Here is a link to the chronological order of the Dirk Pitt books.


----------



## Taelorn76 (Oct 17, 2005)

River Tam said:
			
		

> Start with "Raise the Titanic" and move forward in the series. That was the book in which the author, Clive Cussler, really arrived as a writer. Then read, in order, "Iceberg," "Vixen 03" and "Night Probe."
> 
> Here is a link to the chronological order of the Dirk Pitt books.




That link is very helpfull, Thanks


----------



## Joshua Randall (Oct 17, 2005)

Concur on starting with _Raise the Titanic_. I am also a big fan of _Vixen 03_ after that.

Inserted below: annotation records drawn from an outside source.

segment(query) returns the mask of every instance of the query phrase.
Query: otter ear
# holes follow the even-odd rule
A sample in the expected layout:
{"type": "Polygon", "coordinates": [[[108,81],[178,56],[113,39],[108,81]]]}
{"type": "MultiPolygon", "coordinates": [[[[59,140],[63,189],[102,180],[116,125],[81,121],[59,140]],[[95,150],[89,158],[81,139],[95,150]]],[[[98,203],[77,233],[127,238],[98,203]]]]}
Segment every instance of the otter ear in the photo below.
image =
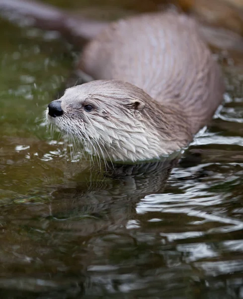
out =
{"type": "Polygon", "coordinates": [[[132,100],[129,104],[130,107],[134,110],[142,111],[145,107],[145,103],[139,100],[132,100]]]}

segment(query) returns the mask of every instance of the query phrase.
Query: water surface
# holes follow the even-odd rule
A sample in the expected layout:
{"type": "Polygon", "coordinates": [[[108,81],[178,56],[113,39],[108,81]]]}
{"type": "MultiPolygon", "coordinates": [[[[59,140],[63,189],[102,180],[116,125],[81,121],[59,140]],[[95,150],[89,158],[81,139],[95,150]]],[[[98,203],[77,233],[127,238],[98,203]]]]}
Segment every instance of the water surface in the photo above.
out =
{"type": "Polygon", "coordinates": [[[42,125],[71,46],[0,29],[0,297],[243,298],[242,62],[179,163],[106,173],[42,125]]]}

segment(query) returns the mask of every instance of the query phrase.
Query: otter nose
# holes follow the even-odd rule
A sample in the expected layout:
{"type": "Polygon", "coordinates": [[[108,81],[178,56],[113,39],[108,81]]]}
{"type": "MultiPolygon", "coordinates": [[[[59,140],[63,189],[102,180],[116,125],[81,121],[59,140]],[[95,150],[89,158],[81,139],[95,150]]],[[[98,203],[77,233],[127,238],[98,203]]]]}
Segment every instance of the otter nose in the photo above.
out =
{"type": "Polygon", "coordinates": [[[60,116],[63,113],[61,107],[61,101],[53,101],[48,105],[48,114],[52,117],[60,116]]]}

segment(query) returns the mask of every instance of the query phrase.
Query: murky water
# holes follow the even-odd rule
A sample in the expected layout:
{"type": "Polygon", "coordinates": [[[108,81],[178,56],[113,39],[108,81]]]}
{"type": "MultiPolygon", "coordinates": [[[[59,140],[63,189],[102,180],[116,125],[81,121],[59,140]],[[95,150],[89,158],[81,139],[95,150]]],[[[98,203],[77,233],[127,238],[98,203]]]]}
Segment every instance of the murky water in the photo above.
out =
{"type": "Polygon", "coordinates": [[[243,298],[241,62],[224,67],[224,107],[179,163],[106,172],[42,125],[69,45],[0,29],[0,298],[243,298]]]}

Some of the later novels get rather preachy and politcally correct. But the early novels are nothing but non-stop action. Booyah!


----------



## jcfiala (Oct 17, 2005)

I think the first one that I ever read was 'Inca Gold', and I thought that was was pretty good, although Sahara followed soon afterwards.  A fair number of the mid-range Dirk Pitt novels can be read in any order - it's only, oh, Valhalla rising and on where he's had things happen between the novels that more or less require an order to them.


----------